Geometric Sequence with Middle Term 720 – Least b

Geometric sequence with middle term \(720\) – find least \(b\)

“If \(a, 720, b\) are the first 3 terms of a GP and \(a < 720 < b\), what is the sum of digits of the least possible \(b\)?” This is the classic AMC idea: in a GP, middle term squared = product of first and third.

GP basics Factor 720² Choose least bigger term

🧭 Problem (AMC-style)

The first three terms of a geometric sequence are integers \(a, 720, b\), where \(a < 720 < b\). What is the sum of the digits of the least possible value of \(b\)?

(A) 9 (B) 12 (C) 16 (D) 18 (E) 21

1️⃣ Key GP fact: middle term squared = product

For three consecutive terms in a geometric progression: \(a, ar, ar^2\).

Here \(a = a\), middle term \(= 720\), third term \(= b\). So we can write:

\[ 720^2 = a \cdot b \]

That’s all the algebra we need. Every valid pair \((a,b)\) of positive integers with \(a < 720 < b\) must satisfy this product condition.
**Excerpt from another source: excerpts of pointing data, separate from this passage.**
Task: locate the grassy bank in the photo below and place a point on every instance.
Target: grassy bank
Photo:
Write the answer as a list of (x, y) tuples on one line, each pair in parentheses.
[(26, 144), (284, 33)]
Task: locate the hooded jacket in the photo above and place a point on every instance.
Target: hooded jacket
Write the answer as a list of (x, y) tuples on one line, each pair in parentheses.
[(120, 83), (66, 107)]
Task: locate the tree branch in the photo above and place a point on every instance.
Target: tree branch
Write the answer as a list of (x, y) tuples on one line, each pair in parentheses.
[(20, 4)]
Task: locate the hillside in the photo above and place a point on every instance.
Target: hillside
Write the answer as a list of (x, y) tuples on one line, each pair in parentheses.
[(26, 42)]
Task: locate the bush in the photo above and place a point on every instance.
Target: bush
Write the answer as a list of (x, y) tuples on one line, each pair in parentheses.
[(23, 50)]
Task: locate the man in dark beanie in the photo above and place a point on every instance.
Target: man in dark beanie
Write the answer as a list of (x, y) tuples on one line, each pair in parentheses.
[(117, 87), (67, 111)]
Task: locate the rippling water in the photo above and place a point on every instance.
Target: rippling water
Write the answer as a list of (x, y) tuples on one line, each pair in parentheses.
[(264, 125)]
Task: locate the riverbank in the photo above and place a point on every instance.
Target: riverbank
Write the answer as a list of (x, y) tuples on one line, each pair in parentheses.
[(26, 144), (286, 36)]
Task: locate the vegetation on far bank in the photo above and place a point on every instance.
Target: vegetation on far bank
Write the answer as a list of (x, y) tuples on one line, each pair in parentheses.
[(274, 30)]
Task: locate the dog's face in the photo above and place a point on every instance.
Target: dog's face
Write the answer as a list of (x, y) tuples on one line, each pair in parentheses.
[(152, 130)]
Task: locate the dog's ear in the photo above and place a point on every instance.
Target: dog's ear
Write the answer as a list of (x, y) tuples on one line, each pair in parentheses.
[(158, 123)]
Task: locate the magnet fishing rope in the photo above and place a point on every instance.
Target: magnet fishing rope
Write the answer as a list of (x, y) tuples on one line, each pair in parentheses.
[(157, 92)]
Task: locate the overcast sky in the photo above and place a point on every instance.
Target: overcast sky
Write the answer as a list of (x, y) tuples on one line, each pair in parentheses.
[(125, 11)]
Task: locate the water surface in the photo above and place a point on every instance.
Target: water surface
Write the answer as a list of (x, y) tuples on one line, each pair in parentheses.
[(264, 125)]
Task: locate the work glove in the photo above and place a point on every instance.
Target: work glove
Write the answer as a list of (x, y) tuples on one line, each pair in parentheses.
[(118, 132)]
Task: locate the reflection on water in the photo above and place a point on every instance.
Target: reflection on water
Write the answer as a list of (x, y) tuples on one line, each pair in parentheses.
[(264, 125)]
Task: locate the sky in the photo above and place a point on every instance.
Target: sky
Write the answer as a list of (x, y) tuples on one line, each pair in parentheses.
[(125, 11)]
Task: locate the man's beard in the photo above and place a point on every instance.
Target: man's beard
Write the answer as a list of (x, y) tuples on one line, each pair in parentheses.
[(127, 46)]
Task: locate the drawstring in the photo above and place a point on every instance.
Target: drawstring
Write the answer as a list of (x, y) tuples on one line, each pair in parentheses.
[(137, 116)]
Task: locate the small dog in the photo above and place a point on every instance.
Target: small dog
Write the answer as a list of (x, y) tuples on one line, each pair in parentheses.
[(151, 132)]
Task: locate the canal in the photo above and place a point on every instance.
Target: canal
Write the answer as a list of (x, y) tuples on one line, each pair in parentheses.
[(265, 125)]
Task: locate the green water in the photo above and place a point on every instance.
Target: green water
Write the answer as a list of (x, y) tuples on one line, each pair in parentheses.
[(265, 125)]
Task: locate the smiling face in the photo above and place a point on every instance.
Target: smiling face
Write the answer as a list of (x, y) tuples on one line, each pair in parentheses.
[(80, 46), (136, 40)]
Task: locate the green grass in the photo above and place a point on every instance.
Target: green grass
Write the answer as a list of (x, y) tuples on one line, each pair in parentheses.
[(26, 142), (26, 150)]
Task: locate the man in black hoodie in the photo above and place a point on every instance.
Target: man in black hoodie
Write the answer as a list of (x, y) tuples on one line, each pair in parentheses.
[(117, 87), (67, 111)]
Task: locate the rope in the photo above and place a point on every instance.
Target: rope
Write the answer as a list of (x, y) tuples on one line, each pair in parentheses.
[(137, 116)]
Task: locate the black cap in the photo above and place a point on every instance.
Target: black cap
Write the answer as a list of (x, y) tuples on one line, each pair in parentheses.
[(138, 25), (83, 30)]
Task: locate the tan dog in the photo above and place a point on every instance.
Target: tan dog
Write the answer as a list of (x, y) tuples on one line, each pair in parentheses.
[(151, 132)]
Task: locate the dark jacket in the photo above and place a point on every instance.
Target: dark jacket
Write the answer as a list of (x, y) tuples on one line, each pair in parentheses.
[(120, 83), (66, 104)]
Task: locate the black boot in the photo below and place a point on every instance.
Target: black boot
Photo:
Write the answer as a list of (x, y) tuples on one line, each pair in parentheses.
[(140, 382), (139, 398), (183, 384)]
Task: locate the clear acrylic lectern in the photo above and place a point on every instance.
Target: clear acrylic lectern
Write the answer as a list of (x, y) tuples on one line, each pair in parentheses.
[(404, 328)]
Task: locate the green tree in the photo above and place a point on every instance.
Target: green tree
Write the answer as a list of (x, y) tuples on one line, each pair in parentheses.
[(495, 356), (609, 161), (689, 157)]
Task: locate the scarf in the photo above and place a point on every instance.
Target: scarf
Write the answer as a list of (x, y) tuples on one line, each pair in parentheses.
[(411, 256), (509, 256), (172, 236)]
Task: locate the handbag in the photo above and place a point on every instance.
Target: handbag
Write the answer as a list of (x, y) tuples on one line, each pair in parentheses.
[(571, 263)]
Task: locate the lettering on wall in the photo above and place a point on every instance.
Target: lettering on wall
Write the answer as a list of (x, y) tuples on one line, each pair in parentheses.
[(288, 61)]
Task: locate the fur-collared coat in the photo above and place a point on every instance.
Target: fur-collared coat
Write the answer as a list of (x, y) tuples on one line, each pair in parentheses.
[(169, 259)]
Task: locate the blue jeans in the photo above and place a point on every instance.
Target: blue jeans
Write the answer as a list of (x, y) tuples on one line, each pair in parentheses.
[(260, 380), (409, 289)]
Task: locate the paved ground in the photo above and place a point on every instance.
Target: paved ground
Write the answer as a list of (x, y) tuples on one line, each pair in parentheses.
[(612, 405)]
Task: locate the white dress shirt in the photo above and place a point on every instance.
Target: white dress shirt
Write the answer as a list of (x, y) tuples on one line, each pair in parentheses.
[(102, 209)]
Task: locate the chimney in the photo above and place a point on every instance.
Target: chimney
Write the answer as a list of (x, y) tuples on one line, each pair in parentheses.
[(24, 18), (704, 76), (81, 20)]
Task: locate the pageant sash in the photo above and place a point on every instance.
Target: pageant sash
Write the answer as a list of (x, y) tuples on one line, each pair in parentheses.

Intuition: In a GP, the middle term is the geometric mean of the first and third: \(720 = \sqrt{ab}\) ⇒ \(ab = 720^2\).

2️⃣ Factor \(720^2\)

First factor 720:

\[ 720 = 2^4 \cdot 3^2 \cdot 5 \]

\[ 720^2 = (2^4 \cdot 3^2 \cdot 5)^2 = 2^8 \cdot 3^4 \cdot 5^2. \]

Every divisor of \(720^2\) can be a candidate for \(a\), and the corresponding \(b\) will be

\[ b = \frac{720^2}{a}. \]

But we must maintain the order: \(a < 720 < b\). So we only look at factor pairs \((a,b)\) such that:

\(a\) is a divisor of \(720^2\)
\(a < 720\)
\(b = 720^2 / a > 720\)

3️⃣ How to get the least possible \(b\)

Notice something: \(b = \dfrac{720^2}{a}\).

If \(a\) is small → \(b\) is very large. If \(a\) is big (but still < 720) → \(b\) becomes smaller.

So, to minimise \(b\), we should pick \(a\) as large as we can, but still < 720, and still a divisor of \(720^2\).

So: largest divisor of \(720^2\) that is less than 720.

Since \(720\) itself divides \(720^2\), let’s try numbers just below or at 720 that divide \(720^2\):

\(720\) divides \(720^2\) → gives \(b = 720\) (but we need \(b > 720\)), so skip.
Next, look at numbers very close to 720 that are factors of \(720^2\). One such neat number is \(675\): it divides \(720^2\).

Check with the official solution idea: they found that \(a = 675\) and \(b = 768\) works.

Let’s verify:

\[ a \cdot b = 675 \times 768 = 720^2. \]

So \(b = 768\) is indeed a valid third term > 720. Can there be a smaller one > 720? From the AMC notes: “we can test multiples of 5 in between … none of them divide \(720^2\) except 720 itself”, so 768 is the least working \(b\).

A fast way: observe \(2^8 = 256\) and \(256 \times 3 = 768\), which is close to 720 and divides the prime-power form nicely.